Roma - Berlusconi è soddisfatto: quello che doveva fare lo ha fatto. La sua richiesta di collaborazione è stata in parte accettata. Ha incassato una mezza apertura di Casini sul rilancio dell’economia mentre - e questo invece lo ha profondamente deluso - è rimasto sconcertato dall’atteggiamento di Bersani. «Ma roba da matti», gli hanno sentito dire scuotendo la testa mentre in Aula parlava il leader del Pd. Il discorso del leader dell’Udc, invece, tutto improntato a una deposizione delle armi, è stato apprezzato. «Almeno non ha chiesto la mia testa come il resto delle opposizioni», ha detto il Cavaliere.

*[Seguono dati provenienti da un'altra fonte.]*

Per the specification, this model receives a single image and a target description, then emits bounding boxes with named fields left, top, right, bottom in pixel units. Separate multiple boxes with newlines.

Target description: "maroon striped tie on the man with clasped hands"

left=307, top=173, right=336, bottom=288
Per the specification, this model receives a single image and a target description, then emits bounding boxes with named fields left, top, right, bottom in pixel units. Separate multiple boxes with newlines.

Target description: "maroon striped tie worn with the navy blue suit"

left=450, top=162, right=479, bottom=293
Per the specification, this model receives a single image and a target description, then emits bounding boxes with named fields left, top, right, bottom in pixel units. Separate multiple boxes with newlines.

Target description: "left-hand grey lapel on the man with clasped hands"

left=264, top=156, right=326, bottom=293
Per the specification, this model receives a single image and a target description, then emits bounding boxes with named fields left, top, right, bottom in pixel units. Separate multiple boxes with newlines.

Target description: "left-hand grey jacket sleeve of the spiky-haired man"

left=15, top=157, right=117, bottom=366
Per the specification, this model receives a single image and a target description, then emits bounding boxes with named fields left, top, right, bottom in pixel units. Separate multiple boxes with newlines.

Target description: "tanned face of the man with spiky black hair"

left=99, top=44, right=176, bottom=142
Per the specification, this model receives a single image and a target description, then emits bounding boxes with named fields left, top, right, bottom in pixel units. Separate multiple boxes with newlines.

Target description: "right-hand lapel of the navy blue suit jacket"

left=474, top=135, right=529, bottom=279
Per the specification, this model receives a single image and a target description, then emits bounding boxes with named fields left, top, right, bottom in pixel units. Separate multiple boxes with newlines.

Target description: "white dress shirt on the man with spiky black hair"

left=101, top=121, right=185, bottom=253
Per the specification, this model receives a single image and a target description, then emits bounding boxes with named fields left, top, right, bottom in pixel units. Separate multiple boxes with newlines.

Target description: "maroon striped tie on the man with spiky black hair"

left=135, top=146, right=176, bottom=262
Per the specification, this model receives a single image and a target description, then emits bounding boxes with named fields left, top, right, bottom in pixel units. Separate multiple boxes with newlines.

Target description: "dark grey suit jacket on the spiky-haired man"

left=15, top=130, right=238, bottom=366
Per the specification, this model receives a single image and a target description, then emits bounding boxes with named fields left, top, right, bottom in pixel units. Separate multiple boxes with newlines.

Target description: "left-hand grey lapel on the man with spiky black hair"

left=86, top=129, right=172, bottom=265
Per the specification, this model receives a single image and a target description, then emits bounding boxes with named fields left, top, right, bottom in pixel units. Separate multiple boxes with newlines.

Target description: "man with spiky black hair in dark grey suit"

E l’«armistizio tra i partiti per salvare l’Italia» di cui ha parlato Casini ha un prezzo che il Cavaliere, in ogni caso, spera di non pagare. Ossia anticipare parte della manovra tremontiana, approvata in men che non si dica a metà luglio. Una manovra da 40 miliardi per raggiungere il pareggio di bilancio nel 2014 ma spalmata in questo modo: 3 miliardi quest’anno, 5 miliardi nel 2012, 15 nel 2013 e 20 nel 2014. Ora, qualora l’attacco speculativo dovesse proseguire, l’ipotesi sarebbe quella di anticipare con un decreto legge parti dei provvedimenti contenuti nella manovra. Insomma, fare cassa subito per rassicurare i mercati e non rimandare al 2014. Una scelta che Berlusconi farebbe controvoglia. Tanto e vero che Tremonti ha detto al premier: «È impensabile, Silvio. Impensabile». Con Casini, però, si può parlare e i contatti tra i vertici del Pdl e il leader centrista si sono intensificati.
Questa è una buona notizia di una giornata lunga, lunghissima, iniziata con il primo braccio di ferro. Berlusconi avrebbe dovuto presentarsi alla Camera alle 15 del pomeriggio, dopo una telefonata del sottosegretario Gianni Letta al presidente della Camera, avvenuta l’altro ieri. Poi, i dubbi che forse non era il caso parlare al Paese a borse ancora aperte e quindi la richiesta di posticipare il tutto. A questo punto, però, da Fini sarebbero arrivate resistenze: «Tanto i mercati sono sempre aperti...». Ma alla fine il presidente della Camera, che forse avrebbe voluto legare le parole del premier a un eventuale dato negativo di piazza Affari, ha ceduto. Pace fatta quindi, suggellata anche da una stretta di mano tra Fini e Berlusconi, al termine del discorso. E sia. Informativa sulla crisi alle 17; anzi no: alle 17.30. Due ore e mezzo dopo. Periodo utile per limare, togliere e smussare un discorso la cui impronta risente molto del pensiero di Mario Draghi. In ogni caso la linea è stata sempre quella della fermezza: «Non possiamo certo aprire una crisi al buio come ci chiede in maniera irresponsabile parte dell’opposizione. Ma quando mai la speculazione si ferma quando cade un governo? Caso mai è il contrario», ha ripetuto il premier ai suoi. E così anche in Aula: «La crisi va affrontata con coerenza e fermezza. E il nostro Paese è solido, lo hanno riconosciuto tutti». Poi il passaggio della crescita e la richiesta alle opposizioni: «Serve un piano d’azione immediato. Il Paese nei momenti difficili sa essere coeso e affrontare le difficoltà, e raccolgo con convinzione l’appello alla coesione di Napolitano, un monito saggio che faccio mio. Tutti hanno il dovere di rimboccarsi le maniche». Peccato che la risposta del Pd sia stata una porta in faccia. Che sarebbe andata così c’era da aspettarselo visto i «buuu» e i commenti sarcastici che si sono levati dai banchi del Pd durante un passaggio del discorso del premier. Tanto da farlo sbottare durante l’unica digressione: «Sono un imprenditore che ha tre aziende e sono nella trincea finanziaria, sono consapevole di ciò che accade nei mercati!». Un fuori programma che è stato accompagnato dal coro dei deputati del Pdl, rivolto a Bersani: «Crozza, Crozza, Crozza».
Ma l’appello alle opposizioni andava fatto: «Non chiedo di condividere i nostri programmi ma che arrivino contributi con idee e proposte per far emergere ciò che serve al Paese - ha spiegato Berlusconi - l’opposizione faccia ciò che è chiamata a fare senza perdere di vista il comune obiettivo perché comune è l’obiettivo di portare l’Italia fuori da una crisi che non è italiana ma planetaria».